At the 2021 Consumer Electronics Show today, Intel announced it is adding ransomware detection capabilities to its new 11th Gen Core vPro processors through improvements to its Hardware Shield and Threat Detection Technology (TDT).
A partnership with Boston-based Cybereason was also announced, with the security firm expected to add support for these new features to its security software in the first half of 2021.
Both companies said that this would mark the first-ever case where "PC hardware plays a direct role" in detecting ransomware attacks.
Under the hood, all of this is possible via two Intel features, namely Hardware Shield and Intel Threat Detection Technology (TDT). Both are features part of of Intel vPro, a collection of enterprise-centered technologies that intel ships with some of its processors.
Hardware Shield, a technology that locks down the UEFI/BIOS and TDT, a technology that uses CPU telemetry to detect possibly malicious code.
Both of these technologies work on the CPU directly, many layers under software-based threats, such as malware, but also antivirus solutions. The idea behind Intel's new features is to share some of its data with security software and allow it to spot malware that may be hiding in places where antivirus apps can't reach.
"Intel TDT uses a combination of CPU telemetry and ML heuristics to detect attack-behavior," Intel said in a press release today. "It detects ransomware and other threats that leave a footprint on Intel CPU performance monitoring unit (PMU)."
"The Intel PMU sits beneath applications, the OS, and virtualization layers on the system and delivers a more accurate representation of active threats, system-wide," it added. "As threats are detected in real-time, Intel TDT sends a high-fidelity signal that can trigger remediation workflows in the security vendor's code."
According to Intel and Cybereason, this new technology should allow companies to detect ransomware attacks when ransomware strains try to avoid detection by hiding inside virtual machines, since Hardware Shield and TDT run many layers below it.
"Ransomware was a top security threat in 2020, software alone is not enough to protect against ongoing threats," said Stephanie Hallford, Client Computing Group Vice President and General Manager of Business Client Platforms at Intel.
"Our new 11th Gen Core vPro mobile platform provides the industry's first silicon enabled threat detection capability, delivering the much needed hardware based protection against these types of attacks," the Intel exec added.

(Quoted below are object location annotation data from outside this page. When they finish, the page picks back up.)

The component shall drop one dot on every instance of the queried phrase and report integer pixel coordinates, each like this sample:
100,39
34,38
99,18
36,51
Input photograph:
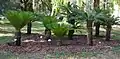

"Together with Cybereason's multi-layered protection , businesses will have full-stack visibility from CPU telemetry to help prevent ransomware from evading traditional signature-based defenses."
To use the new feature, systems administrators only have to use security software that supports it. No changes are required to CPUs because while most vPro features are optional, Intel has recently made Hardware Shield mandatory for all new CPUs starting with its 10th Gen release.
While Cybereason will be the first to support detecting ransomware using hardware indicators, other security vendors will most likely tap into it in the feature.
Today's news comes after Intel has been investing heavily in security in recent years. In June 2020, Intel also announced it was adding its new Control-flow Enforcement Technology (CET) to CPUs, a feature it said could help protect systems against malware that uses Return Oriented Programming (ROP), Jump Oriented Programming (JOP), and Call Oriented Programming (COP) techniques to infect devices and hijack apps.